For information about the scholarships available at each of the four Inns of Court, go to the Inns of Court Scholarships section. 

Between them, the four Inns of Court offer millions of pounds in awards every year. They umbrella term 'award' is used to describe all scholarships, bursaries and grants.

Each Inn is a completely separate entity and so the rules governing scholarships differ. Amounts vary from £100 up to £22,000 and all are awarded on merit, although some Inns have awards for certain achievements. Most awards are given to students on the Bar course, but the Inns also have funds available for those on the law conversion.

It’s advisable to apply in the final year of your degree or in the year before starting the law conversion or Bar course. The Inns’ websites have application forms which ask for character details, legal experience, income/funds and references. You can apply for scholarships only at one Inn. If the scholarships committee likes your application, it will invite you to an interview.

For a summary, read our guide to joining an Inn of Court. Contact the Inns direct for more information: www.lincolnsinn.org.ukwww.innertemple.org.ukwww.middletemple.org.uk and www.graysinn.org.uk.

Charities

Some grant-making trusts and charities may offer financial assistance to those seeking to qualify as a barrister. You can find information about grants, loans and other funds from your local education authority awards officer.

Pupillage

As of September 2019, the minimum pupillage award increased from £12,000 to £15,728 a year outside London and £18,436 in London. Prestigious chambers may award pupils more than this.
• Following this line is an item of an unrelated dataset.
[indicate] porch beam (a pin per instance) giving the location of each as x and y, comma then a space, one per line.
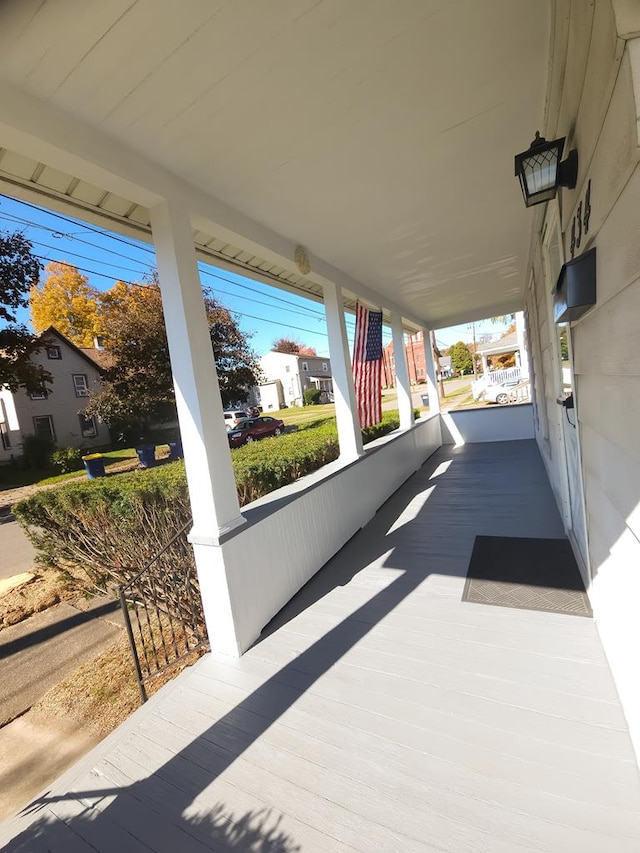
51, 135
349, 435
403, 384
The minimum pupillage pay level will also increase year on year in line with the recommendations of the Living Wage Foundation.

Reality check

It is important to be aware that around two thirds of Bar course students and graduates never go on to secure a pupillage, so the path to becoming a barrister is a highly expensive one with no guarantee of a career at the end of it. Reflect on whether you have the skills and CV to beat the odds before you enrol on the Bar course.